Wall Street gets it.
Skeptical? Consider this: In a recent study by the Health Enhancement Research Organization (HERO), the stock values for firms with robust health and wellness programmes grew by 235% over 6 years – while the S&P 500 index grew only 159% over that same period.
Another independent study looked at the stock performance of organisations that won the C. Everett Koop National Health Award. It turns out that these companies – all with strong wellness programmes – performed three times better than the market average appreciation.
Wall Street obviously gets it. Companies that invest in optimising the performance of its workforce showed higher market valuations.
What about employers outside the U.S.?
The fact is that today “wellness” has evolved beyond the gym, to encompass other areas of health. Our recently completed research—the 8th edition of our Global Wellbeing survey, published 12 years after the first of its kind—highlighted the fact that employers in the U.K. and Europe are focusing on the financial, social, and professional health of their population nearly as much as the physical.
- Physical and mental health—Are we physically healthy enough to accomplish what we need, and want, to do every day? For 60% of employers, physical wellbeing is the top strategic component of their wellness programmes. A further 57% target emotional health in the workplace in developing wellness strategies.
- Professional success—Do we have a sense of purpose—are we able to find meaning in the work we do? For employers in the U.K. and Europe, career development and job satisfaction comprise just under 50% of their current wellness strategy, while 73% cited this as a critical driver of their strategy.
- Financial wellbeing—Do we have a sense of financial stability today and are we confident we can handle both the expected and unexpected mishaps that happen, while also being able to set money aside for long-term needs? In Europe, 28% of employers reported that financial stress is a serious workplace issue – to the point that 49% of employers identified financial health as a top strategic issue for their programmes.
- Community and social connectedness—Are we engaged in meaningful relationships and connected to the communities with which we interact and to which we belong? Our survey reports that “social connectedness” has been a key component of workplace wellness for the last 2-5 years.
This is what wellbeing means to us, and it’s what HR professionals are tasked with supporting: helping individuals be healthy, happy and productive so they in turn can perform at their best and thereby contribute to greater group results.

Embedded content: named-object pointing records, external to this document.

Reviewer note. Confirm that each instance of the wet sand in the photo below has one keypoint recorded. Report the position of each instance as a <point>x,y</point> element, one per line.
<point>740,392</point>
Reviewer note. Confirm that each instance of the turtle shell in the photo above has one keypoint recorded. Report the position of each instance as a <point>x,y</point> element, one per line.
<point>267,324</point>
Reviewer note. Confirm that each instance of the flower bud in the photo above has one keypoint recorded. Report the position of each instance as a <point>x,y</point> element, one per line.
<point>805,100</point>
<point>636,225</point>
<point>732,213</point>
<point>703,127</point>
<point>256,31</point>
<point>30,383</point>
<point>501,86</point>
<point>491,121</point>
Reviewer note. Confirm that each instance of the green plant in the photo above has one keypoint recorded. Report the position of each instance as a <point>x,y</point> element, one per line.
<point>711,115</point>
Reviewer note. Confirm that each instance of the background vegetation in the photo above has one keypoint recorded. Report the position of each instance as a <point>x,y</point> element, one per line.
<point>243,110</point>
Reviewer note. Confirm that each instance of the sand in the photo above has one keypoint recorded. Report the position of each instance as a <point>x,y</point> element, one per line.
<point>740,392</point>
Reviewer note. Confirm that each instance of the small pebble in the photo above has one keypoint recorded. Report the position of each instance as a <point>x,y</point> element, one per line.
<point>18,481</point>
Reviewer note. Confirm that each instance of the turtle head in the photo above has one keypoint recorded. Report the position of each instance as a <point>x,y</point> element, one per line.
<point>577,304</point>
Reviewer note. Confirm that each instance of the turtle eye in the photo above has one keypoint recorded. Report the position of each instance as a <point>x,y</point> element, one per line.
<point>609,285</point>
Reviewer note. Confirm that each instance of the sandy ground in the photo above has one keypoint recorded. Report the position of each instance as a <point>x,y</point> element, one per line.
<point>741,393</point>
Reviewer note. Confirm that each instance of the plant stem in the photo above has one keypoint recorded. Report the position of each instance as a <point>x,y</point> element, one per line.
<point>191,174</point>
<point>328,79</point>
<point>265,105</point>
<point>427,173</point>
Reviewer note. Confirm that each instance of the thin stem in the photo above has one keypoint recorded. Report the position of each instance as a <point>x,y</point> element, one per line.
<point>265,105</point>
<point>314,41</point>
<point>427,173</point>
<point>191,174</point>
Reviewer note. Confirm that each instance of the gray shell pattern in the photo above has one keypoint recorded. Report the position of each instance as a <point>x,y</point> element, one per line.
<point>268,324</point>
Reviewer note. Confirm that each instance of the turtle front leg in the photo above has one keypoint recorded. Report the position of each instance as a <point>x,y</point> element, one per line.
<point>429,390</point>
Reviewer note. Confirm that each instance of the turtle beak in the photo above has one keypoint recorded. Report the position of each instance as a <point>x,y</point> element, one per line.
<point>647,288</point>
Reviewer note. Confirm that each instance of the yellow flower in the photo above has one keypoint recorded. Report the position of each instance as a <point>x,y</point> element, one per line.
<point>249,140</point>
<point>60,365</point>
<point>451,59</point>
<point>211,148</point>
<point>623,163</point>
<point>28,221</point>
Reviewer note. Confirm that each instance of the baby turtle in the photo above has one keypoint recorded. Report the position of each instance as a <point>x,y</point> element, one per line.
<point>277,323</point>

So why rebrand the programme?
Sadly, “total wellbeing” is a term that may seem squishy to some, and one that hardly resonates with the CFO. But if a total wellbeing programme is actually pursued, people optimisation is the result. And people optimisation is certainly what all organisations seek. Our research shows that employers increasingly view creating a culture of wellbeing as being critical to their employee value proposition, and even critical to their organisation’s brand in the marketplace.
So somewhat tongue in cheek, I suggest rebranding the total wellbeing/total rewards programme as the “people optimisation program” —aka “POP”!